Interrogati i capigruppo spendaccioni in Regione Piemonte: per Maurizio Lupi i videogiochi servivano per intrattenere figli durante le riunioni

Secondo Maurizio Lupi consigliere regionale del Piemonte dei Verdi Verd i videogiochi comprati con i soldi poi rimborsati dalla Regione Piemonte: “Servivano per intrattenere figli e nipoti durante le riunioni. Questa è la giustifcazione della spesa dei videogame a carico del gruppo formulata negli interrogatori al pm Enrica Gabetta. L’interrogatorio di Lupi, indagato per peculato insieme ad altri tre consiglieri e capigruppo in Regione nell’inchiesta sui rimborsi delle formazioni in Consiglio regionale, è durato circa quattro ore in cui il politico ha dato spiegazioni sugli scontrini da giustificare per spese per 74mila euro compresi bar e ristoranti, videogiochi, solarium e ferramenta ma soprattutto 20 mila euro per biglietti ferroviari su tratte definite dagli inquirenti schizofreniche, spesso di sola andata. Lupi si giustifica acrobaticamente: “Per noi ambientalisti spostarsi in treno è un valore. Ci spostiamo in tutta la Regione e anche fuori, per entrare in contatto con le buone pratiche di altre regioni. Per il solarium Lupi ammette che qualcosa non quadri:  “mi sono scusato per il colpevole inserimento di quello scontrino, non sono come ci sia finito”.
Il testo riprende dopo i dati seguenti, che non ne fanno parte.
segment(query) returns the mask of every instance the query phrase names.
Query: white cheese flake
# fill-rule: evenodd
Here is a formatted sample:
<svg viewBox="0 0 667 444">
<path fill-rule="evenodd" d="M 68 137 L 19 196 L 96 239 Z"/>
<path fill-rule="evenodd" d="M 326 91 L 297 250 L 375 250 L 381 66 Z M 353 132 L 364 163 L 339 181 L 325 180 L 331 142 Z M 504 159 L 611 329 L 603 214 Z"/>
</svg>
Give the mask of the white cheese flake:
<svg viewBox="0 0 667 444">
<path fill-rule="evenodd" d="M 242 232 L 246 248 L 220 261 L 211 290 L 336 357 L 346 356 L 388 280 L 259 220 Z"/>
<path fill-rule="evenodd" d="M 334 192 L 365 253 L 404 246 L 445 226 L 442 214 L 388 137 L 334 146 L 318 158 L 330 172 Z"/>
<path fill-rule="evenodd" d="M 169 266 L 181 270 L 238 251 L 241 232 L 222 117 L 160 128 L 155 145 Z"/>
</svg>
L’interrogatorio di Andrea Stara, consigliere regionale della lista Insieme per Bresso è durato due ore. Accompagnato dall’avvocato Antonio Rossomando, ha detto al pm Enrica Gabetta di “non aver utilizzato denaro per spese a titolo personale” e ha consegnato una memoria in cui giustifica alcune voci che gli sono state contestate: “Valuterò le singole voci  soltanto dopo aver preso visione di tutti gli scontrini. In linea di massima si tratta di spese per collaboratori di cui abbiamo dato le nostre giustificazioni in quanto sono riconducibili al ruolo istituzionale che ricopro. Credo  che rispondere ai magistrati sia un dovere. La radiografia del mio stile di vita e dei miei beni, visto che pago il mutuo per la casa e ho una vettura che ha più di 10 anni, dimostra che non ho utilizzato un euro delle spese del gruppo per le mie spese private. Quando ho visto che accuse che mi sono state rivolte sono caduto dalle nuvole”.
Stara ha spiegato che il frigorifero e i vasi acquistati si trovano effettivamente nella sede del gruppo consiliare mentre non si sa spiegare chi abbia acquistato e dove sia finito un tosaerba. A proposito dei volantini finanziati per la campagna elettorale di Piero Fassino alle ultime Comunali, ha detto di aver agito “pensando che si trattasse di una spesa lecita”, e sulla ricevuta di un ingresso ad un bagno turco che si trattava “di un centro culturale utilizzato per l’incarico istituzionale”.

Michele Giovine, consigliere regionale della lista Pensionati per Cota  si è avvalso della facoltà di non rispondere assistito dagli avv. Renzo Capelletto e Giovanni Nigra.